WhatsApp co-founder donates $2m to pro-Israel Super PAC
The co-founder of WhatsApp donated $2m to an Aipac-aligned Super PAC in June, which poured tens of millions of dollars into American primary elections in support of pro-Israel candidates, federal election commission data has revealed.
Jan Koum's donation to the Aipac-aligned United Democracy Project (UDP) Super PAC was among the largest the organisation has ever received, far exceeding contributions from billionaires Paul Singer and Bernie Marcus, as well as Israeli-American Democratic donor, Haim Saban.
The news of Koum's donation comes following the success of Aipac's spending during the primary elections in Maryland.
Aipac-backed Glenn Ivey defeated former congresswoman Donna Edwards after Aipac and allied groups waded into the race. Ivey claimed victory late on Wednesday after an Associated Press tally said he had clinched 51.2 percent of the votes, compared to Edwards' 35.2 percent, with 68 percent of the votes tallied.
UDP spent $6m in support of Ivey and quickly claimed victory in the election, saying it proudly helped candidates "defeat their anti-Israel opponents".

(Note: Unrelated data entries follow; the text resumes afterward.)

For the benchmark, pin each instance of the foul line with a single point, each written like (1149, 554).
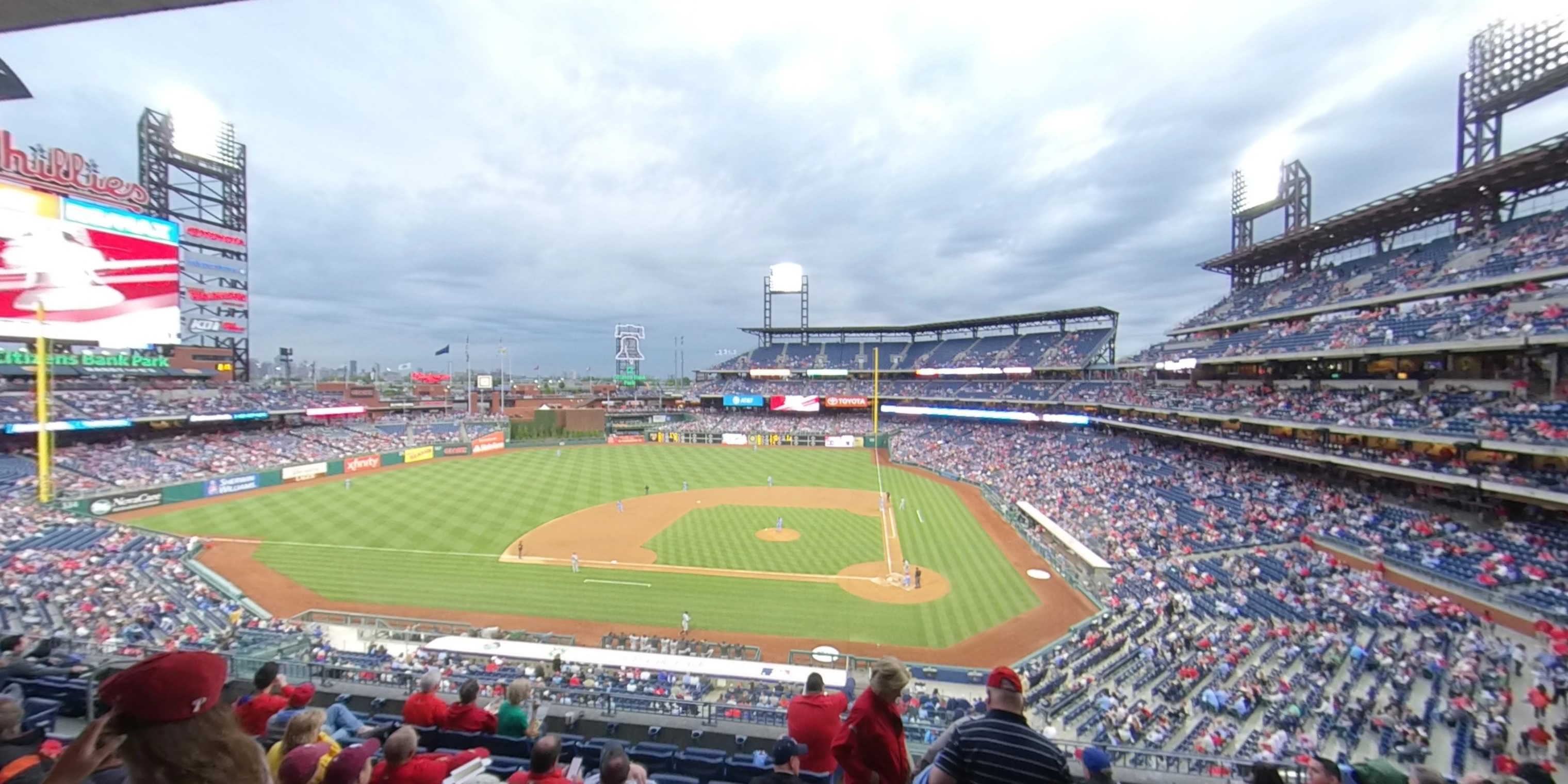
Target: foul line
(584, 562)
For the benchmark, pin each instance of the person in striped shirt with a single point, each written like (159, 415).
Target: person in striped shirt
(1001, 747)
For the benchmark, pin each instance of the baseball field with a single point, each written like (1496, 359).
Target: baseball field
(492, 540)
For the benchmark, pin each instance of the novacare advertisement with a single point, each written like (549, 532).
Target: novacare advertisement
(226, 485)
(305, 472)
(486, 443)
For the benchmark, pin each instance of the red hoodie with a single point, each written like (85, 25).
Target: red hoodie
(424, 769)
(256, 709)
(426, 711)
(469, 718)
(871, 742)
(814, 720)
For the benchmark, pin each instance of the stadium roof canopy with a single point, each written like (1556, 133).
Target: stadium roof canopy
(973, 325)
(1531, 171)
(26, 14)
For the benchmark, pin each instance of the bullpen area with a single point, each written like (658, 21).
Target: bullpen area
(656, 531)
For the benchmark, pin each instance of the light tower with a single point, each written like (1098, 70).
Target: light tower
(788, 280)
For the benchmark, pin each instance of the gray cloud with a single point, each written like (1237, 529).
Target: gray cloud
(542, 171)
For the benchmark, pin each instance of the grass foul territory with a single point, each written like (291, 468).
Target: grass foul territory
(418, 537)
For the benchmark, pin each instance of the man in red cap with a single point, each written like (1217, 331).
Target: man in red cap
(403, 766)
(813, 720)
(1000, 747)
(168, 701)
(353, 766)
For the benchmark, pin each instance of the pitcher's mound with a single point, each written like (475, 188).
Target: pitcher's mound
(882, 587)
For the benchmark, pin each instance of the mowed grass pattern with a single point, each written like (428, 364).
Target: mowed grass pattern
(727, 538)
(465, 512)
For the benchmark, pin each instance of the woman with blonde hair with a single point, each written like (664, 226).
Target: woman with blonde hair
(516, 714)
(869, 745)
(305, 728)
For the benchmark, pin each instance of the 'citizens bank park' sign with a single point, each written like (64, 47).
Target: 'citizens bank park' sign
(60, 170)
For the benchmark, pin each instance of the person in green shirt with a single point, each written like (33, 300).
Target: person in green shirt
(512, 720)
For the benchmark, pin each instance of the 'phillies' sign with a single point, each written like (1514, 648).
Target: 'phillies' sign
(63, 170)
(203, 296)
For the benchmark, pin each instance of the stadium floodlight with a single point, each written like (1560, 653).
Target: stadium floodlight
(198, 124)
(1260, 168)
(785, 278)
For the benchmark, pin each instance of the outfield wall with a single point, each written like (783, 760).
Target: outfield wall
(117, 502)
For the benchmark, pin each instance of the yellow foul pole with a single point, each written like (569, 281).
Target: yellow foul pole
(46, 460)
(875, 385)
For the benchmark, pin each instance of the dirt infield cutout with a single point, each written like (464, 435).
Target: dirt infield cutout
(614, 535)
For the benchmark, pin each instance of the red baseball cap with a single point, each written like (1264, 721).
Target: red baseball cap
(300, 766)
(167, 688)
(302, 695)
(1006, 679)
(350, 762)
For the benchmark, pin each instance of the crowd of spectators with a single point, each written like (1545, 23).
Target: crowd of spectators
(1526, 245)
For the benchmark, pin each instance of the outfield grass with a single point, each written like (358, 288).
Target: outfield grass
(727, 538)
(454, 518)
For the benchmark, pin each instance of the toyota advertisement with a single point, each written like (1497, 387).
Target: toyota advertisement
(100, 273)
(800, 403)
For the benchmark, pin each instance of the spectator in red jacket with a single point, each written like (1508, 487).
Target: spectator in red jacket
(426, 709)
(545, 764)
(814, 720)
(869, 747)
(405, 767)
(466, 714)
(272, 695)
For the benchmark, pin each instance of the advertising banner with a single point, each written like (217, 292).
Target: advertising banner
(488, 443)
(798, 403)
(846, 402)
(126, 502)
(104, 275)
(309, 471)
(226, 485)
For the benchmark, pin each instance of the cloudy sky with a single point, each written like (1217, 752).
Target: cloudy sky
(540, 171)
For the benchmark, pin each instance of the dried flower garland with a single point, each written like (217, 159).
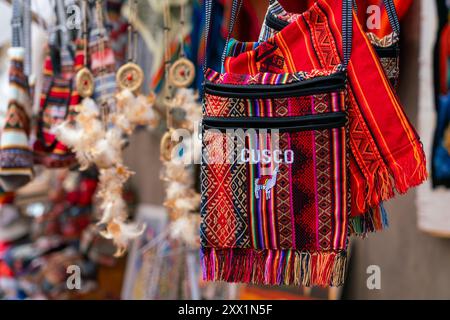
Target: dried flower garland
(95, 143)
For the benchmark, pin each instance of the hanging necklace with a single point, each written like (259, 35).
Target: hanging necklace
(130, 76)
(167, 144)
(182, 72)
(84, 80)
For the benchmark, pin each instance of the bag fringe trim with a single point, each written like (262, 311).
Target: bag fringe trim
(274, 267)
(384, 182)
(375, 220)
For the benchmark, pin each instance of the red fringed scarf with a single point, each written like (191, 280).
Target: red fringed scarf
(386, 153)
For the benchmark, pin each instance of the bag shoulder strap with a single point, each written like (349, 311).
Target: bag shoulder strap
(347, 28)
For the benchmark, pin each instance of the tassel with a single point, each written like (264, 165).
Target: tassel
(273, 267)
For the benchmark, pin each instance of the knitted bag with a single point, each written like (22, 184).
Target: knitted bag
(312, 44)
(276, 19)
(275, 191)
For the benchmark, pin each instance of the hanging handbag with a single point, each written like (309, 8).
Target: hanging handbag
(275, 191)
(386, 47)
(378, 163)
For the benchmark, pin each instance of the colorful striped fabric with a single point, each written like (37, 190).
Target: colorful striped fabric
(383, 157)
(280, 215)
(375, 219)
(275, 192)
(16, 158)
(57, 104)
(386, 47)
(284, 219)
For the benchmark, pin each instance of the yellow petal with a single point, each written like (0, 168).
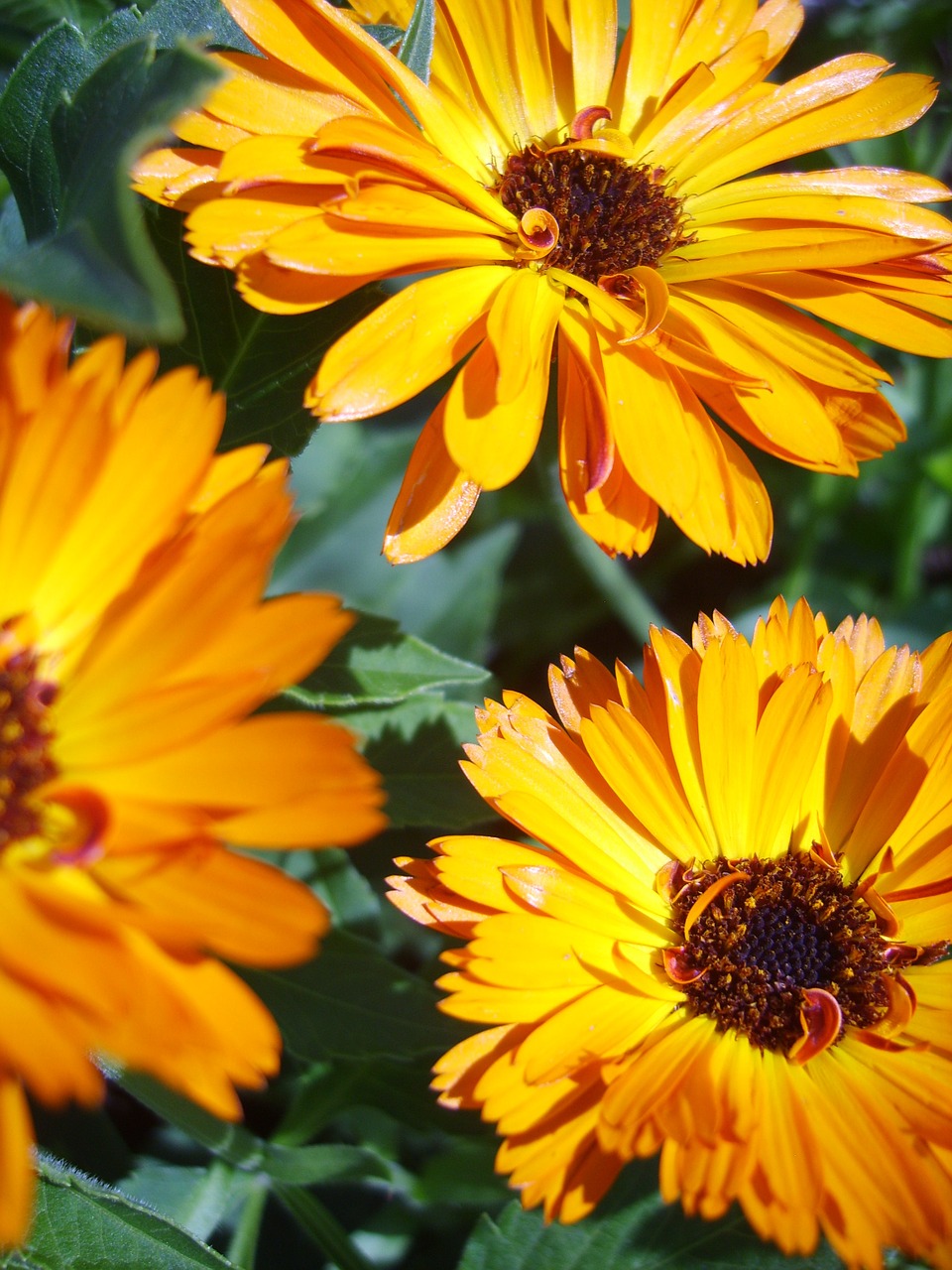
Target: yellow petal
(434, 502)
(407, 343)
(17, 1179)
(494, 409)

UDP has now spent nearly $21m, exclusively on Democratic primaries, with $12.1 million of those funds being spent on attack ads. Since January, the group has raised more than $27m, according to federal election commission data.

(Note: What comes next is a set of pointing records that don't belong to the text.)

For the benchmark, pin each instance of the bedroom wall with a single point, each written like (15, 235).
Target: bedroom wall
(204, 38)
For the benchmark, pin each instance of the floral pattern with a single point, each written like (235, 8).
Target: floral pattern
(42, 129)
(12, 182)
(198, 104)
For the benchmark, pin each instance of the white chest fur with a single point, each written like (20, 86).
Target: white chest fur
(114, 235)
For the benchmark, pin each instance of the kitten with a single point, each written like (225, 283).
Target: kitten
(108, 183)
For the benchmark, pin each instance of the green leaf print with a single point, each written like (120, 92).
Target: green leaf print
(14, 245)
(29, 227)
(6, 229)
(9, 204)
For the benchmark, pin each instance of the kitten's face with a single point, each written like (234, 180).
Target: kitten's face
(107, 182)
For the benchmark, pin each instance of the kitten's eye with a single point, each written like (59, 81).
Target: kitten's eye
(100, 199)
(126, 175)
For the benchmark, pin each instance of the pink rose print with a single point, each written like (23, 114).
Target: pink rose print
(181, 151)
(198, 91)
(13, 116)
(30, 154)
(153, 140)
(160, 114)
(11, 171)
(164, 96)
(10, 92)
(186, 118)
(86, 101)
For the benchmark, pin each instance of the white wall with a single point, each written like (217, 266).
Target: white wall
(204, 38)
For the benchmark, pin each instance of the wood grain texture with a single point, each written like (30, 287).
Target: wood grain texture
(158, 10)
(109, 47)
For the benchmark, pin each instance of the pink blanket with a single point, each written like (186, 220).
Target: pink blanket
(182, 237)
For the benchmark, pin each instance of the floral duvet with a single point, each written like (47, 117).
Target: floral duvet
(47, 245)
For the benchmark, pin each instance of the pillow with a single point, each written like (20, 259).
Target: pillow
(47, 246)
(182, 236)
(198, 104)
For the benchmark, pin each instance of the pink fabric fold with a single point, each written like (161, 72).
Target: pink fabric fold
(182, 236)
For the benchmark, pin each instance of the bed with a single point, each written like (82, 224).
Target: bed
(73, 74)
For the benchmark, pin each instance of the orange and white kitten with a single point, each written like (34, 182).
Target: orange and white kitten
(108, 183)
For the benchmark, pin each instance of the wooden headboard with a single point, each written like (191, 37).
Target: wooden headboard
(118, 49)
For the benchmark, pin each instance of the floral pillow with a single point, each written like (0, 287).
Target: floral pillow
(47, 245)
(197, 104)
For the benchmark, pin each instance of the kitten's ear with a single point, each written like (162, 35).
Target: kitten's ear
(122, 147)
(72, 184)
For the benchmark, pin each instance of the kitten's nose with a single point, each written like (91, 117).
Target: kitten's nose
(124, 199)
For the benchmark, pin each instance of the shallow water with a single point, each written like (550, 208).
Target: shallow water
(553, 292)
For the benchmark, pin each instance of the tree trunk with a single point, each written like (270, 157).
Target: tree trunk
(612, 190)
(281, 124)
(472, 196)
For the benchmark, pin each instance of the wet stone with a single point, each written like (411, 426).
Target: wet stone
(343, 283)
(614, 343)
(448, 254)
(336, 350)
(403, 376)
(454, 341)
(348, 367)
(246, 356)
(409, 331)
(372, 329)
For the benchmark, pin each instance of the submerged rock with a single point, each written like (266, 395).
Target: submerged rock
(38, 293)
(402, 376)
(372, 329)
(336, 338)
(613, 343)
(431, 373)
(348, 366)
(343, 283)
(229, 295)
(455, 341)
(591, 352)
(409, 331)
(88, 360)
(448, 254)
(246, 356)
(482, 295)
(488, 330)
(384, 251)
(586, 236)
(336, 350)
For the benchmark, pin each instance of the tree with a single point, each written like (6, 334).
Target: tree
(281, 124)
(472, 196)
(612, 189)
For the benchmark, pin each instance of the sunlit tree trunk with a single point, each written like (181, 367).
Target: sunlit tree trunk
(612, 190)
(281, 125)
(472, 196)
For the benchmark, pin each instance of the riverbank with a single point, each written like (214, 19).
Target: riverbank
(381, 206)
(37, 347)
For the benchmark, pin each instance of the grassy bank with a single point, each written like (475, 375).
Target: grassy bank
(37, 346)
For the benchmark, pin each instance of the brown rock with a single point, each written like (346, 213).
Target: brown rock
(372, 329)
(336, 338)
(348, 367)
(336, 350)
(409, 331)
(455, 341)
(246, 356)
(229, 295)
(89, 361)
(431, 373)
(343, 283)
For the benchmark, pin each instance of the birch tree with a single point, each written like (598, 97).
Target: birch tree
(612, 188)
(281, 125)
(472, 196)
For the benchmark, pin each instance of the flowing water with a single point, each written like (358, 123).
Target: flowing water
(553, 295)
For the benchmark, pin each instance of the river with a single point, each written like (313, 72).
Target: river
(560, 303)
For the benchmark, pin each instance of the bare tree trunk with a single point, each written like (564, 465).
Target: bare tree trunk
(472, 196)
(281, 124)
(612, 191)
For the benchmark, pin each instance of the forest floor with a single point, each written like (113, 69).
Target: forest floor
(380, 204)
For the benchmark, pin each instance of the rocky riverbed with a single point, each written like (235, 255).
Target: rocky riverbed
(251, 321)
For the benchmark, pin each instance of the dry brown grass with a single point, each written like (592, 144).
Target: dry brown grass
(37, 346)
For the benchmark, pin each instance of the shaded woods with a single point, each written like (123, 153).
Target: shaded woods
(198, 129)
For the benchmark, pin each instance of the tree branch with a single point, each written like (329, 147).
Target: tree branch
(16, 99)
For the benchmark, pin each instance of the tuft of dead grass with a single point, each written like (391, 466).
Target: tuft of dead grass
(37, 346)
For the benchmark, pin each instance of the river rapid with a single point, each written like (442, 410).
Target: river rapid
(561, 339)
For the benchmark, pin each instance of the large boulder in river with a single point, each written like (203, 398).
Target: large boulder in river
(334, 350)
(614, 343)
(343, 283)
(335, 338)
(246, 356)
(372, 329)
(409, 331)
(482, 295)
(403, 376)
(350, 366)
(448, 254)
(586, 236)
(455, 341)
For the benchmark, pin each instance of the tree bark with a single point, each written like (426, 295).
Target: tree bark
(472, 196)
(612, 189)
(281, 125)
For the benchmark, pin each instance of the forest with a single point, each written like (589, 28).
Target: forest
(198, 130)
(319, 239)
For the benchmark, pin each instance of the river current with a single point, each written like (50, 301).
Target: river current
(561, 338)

Aipac launched the UDP in December, alongside the Aipac PAC, giving the group the ability to donate to political campaigns.

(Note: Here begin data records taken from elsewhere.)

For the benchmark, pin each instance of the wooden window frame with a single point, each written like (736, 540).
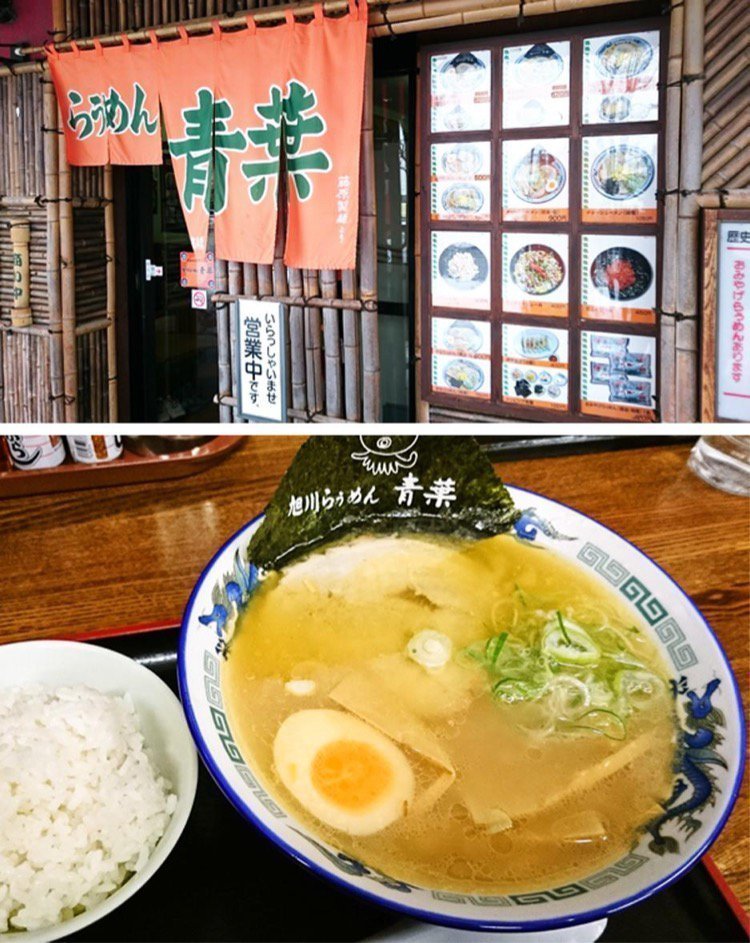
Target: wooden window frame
(575, 130)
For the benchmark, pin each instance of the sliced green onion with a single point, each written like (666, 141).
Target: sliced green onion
(493, 648)
(603, 721)
(561, 623)
(637, 684)
(570, 645)
(512, 690)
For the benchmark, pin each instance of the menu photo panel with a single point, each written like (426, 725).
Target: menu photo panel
(461, 269)
(460, 84)
(460, 181)
(461, 357)
(619, 179)
(536, 180)
(536, 85)
(618, 278)
(618, 376)
(535, 367)
(621, 78)
(535, 273)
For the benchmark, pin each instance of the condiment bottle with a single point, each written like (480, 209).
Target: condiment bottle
(29, 452)
(93, 449)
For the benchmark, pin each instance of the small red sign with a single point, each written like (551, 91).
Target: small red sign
(197, 271)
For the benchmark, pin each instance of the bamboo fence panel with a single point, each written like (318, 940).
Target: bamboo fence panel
(726, 98)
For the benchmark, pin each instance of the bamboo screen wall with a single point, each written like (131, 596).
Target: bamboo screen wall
(56, 368)
(64, 365)
(333, 351)
(726, 101)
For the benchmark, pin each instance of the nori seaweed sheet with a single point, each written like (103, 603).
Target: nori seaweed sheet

Koum, a 46-year-old retired entrepreneur, sold the messaging platform WhatsApp to Facebook for $19bn in 2014. With an estimated net worth of between $9.8bn and $13.7bn, he is considered one of the richest people in the world.
His family foundation has quietly but actively increased its giving to Jewish and Israel-related causes over the past several years, according to the Jewish Telegraph Agency.
From 2019 to 2020, Koum's foundation has donated $140m in gifts to about 70 Jewish charities working in the US, Eastern Europe and Israel. Among the donations include $6m to Friends of Ir David, the US fundraising arm of Elad, a right-wing Israeli settler organisation dedicated to "strengthening Israel's current and historic connection to Jerusalem".
The organisation has been responsible for scores of Palestinian evictions and has in some cases fought several expensive, decades-long legal battles to do so, particularly in Silwan, a town annexed by Israel in 1967 that houses some 55,000 Palestinians.
The family foundation also gave $175,000 to the Central Fund of Israel, a tax-exempt, US-based non-profit that has funded initiatives that support the forced evicti0ns of Palestinian families in the Sheikh Jarrah neighbourhood.